As Gill Livingston, a professor of psychiatry of older people at UCL, says: “Depression is related to reduced self-care and social contact, so these may lead to an increased risk of dementia from illnesses and isolation.”

And, as Dr Cadar reminds me, isolation is dangerous because social engagement is cognitively stimulating. Limit that, and you deplete your brain and cognitive reserves.

Anthea Rowan
An old photograph of writer Anthea Rowan with her parents and siblings

Prof Livingstone describes the experience of a patient who suffered “recurrent depressive episodes and later dementia”, but between those episodes, “was so well – interested, intelligent, loving and active”. I think of my mother, whose frequent episodes first presented in 1978, more than a decade before World Mental Health Day started in 1992 and more than two decades before the UK’s Mental Health Foundation launched Mental Health Awareness Week.

In the UK, almost one million people have dementia. “A number that’s expected to rise sharply in the coming years,” Dr Cadar warns. Dementia and Alzheimer’s disease were the leading cause of death in England and Wales for the first time in 2022. Cases of depression are on the rise too, according to a 2021 study, which found an increase in prevalence globally.

But, as Prof Ritchie says in a hopeful note, there is better knowledge of mental illness today, faster diagnoses and better treatment, which has been improved with drug development and effective talk therapies.

Livingstone refers me to a large UK Biobank study of interventions for depression – 354,313 participants followed for 12 years – which found, yes, that people with a diagnosis of depression bear a higher risk of developing dementia but this risk is reduced if their depression is treated.
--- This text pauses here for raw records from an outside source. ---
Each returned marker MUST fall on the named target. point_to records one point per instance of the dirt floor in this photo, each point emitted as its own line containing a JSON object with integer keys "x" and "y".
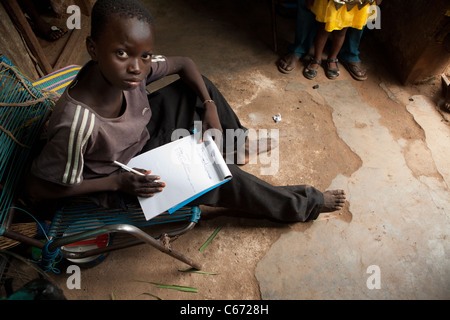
{"x": 231, "y": 43}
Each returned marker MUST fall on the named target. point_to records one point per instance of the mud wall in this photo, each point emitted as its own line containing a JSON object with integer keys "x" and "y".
{"x": 415, "y": 36}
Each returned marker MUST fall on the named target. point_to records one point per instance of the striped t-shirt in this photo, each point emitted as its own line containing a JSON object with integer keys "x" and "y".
{"x": 83, "y": 145}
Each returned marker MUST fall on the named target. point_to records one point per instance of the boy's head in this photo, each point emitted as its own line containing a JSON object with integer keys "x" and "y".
{"x": 121, "y": 42}
{"x": 103, "y": 10}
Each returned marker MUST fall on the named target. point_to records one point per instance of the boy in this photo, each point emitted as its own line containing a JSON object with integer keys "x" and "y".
{"x": 106, "y": 115}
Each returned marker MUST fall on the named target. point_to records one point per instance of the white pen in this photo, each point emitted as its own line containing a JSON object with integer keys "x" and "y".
{"x": 125, "y": 167}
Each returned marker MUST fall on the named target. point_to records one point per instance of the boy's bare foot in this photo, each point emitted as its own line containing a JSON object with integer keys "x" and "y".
{"x": 333, "y": 200}
{"x": 253, "y": 148}
{"x": 288, "y": 63}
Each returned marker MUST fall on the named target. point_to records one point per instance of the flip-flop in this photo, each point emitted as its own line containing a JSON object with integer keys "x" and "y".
{"x": 332, "y": 73}
{"x": 355, "y": 70}
{"x": 283, "y": 70}
{"x": 311, "y": 73}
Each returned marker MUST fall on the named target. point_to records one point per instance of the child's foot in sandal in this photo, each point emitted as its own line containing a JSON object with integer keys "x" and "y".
{"x": 310, "y": 72}
{"x": 332, "y": 71}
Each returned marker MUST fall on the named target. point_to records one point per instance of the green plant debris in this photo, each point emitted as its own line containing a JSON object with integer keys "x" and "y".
{"x": 149, "y": 294}
{"x": 203, "y": 247}
{"x": 171, "y": 286}
{"x": 192, "y": 270}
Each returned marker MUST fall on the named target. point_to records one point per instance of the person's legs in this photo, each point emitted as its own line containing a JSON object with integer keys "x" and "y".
{"x": 249, "y": 194}
{"x": 332, "y": 68}
{"x": 310, "y": 72}
{"x": 305, "y": 31}
{"x": 176, "y": 106}
{"x": 349, "y": 54}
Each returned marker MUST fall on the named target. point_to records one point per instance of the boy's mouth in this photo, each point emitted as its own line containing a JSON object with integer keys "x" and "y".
{"x": 132, "y": 82}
“It is important to energetically treat people with depression to improve mood, quality of life, ability to function and, for a few people, to save their life,” says Prof Livingston. “The evidence is that people treated in midlife are less likely to develop dementia in the future and so treating now helps people avoid the illness which is most dreaded by people in midlife – dementia.”

Anthea Rowan
Anthea's mother Lala, pictured here with her three children, could have been at risk from dementia in part due to depression

In the 1970s, when mental illness wasn’t as swiftly spotted, my mother described visiting her GP several times, complaining of tiredness, loss of appetite and sleep, before presenting him with a definition of depression from the Oxford English Dictionary because that sounded how she felt, “You don’t think I could have this, do you?”
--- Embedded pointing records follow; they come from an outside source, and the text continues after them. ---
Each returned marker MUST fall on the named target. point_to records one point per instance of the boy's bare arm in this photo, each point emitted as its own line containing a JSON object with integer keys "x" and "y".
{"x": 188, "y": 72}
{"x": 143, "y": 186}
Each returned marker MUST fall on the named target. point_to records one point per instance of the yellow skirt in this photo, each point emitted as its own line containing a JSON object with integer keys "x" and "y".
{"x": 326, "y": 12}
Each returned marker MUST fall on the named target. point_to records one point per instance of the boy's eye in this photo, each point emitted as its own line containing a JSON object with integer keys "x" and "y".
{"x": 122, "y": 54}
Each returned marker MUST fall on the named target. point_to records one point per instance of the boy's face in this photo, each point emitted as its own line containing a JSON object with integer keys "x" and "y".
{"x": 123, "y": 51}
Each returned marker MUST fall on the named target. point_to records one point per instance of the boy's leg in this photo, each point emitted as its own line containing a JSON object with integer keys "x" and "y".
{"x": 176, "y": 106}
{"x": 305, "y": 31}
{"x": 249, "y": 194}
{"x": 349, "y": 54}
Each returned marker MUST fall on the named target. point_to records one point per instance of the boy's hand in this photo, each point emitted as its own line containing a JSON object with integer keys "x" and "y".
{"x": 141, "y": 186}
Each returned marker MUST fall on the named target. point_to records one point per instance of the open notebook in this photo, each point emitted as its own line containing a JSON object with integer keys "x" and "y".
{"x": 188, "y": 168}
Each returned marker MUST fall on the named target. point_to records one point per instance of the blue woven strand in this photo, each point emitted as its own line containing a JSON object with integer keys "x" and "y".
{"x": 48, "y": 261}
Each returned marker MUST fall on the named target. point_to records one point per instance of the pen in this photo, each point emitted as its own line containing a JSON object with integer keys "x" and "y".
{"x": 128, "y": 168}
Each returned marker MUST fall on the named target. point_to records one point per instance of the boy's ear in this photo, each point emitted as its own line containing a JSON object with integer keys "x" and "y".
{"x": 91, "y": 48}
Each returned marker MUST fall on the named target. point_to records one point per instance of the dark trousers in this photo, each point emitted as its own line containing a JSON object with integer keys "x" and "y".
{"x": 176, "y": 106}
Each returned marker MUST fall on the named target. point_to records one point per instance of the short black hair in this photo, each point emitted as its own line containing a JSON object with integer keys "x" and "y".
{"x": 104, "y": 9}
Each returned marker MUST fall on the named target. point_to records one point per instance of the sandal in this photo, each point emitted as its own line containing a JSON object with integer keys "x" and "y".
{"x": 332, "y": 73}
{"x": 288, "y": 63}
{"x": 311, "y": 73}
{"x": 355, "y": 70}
The Danish study found the risk of dementia was higher in individuals with in-patient admissions for depression – like mum – and especially for men. Probably because they are less likely to seek help.
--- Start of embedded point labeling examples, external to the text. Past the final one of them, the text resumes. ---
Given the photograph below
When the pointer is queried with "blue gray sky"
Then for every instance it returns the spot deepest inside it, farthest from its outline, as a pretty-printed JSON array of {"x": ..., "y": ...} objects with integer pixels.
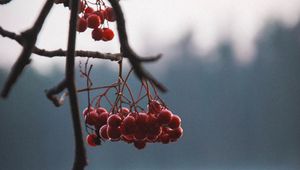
[{"x": 156, "y": 25}]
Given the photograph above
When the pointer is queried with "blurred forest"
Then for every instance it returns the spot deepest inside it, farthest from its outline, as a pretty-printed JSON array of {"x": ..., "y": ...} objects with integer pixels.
[{"x": 234, "y": 117}]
Does knowing all this help now? It’s too late for mum. Would the outcome have been different if she’d understood the risk depression might bring to bear on the health of her brain later? It isn’t that simple – you can’t just will yourself to wellness when you are struggling with depression.

But the treatments available to her in the 1970s were very limited, awareness was almost non-existent. I often think she didn’t stand a chance. Today’s generation – my generation? We do.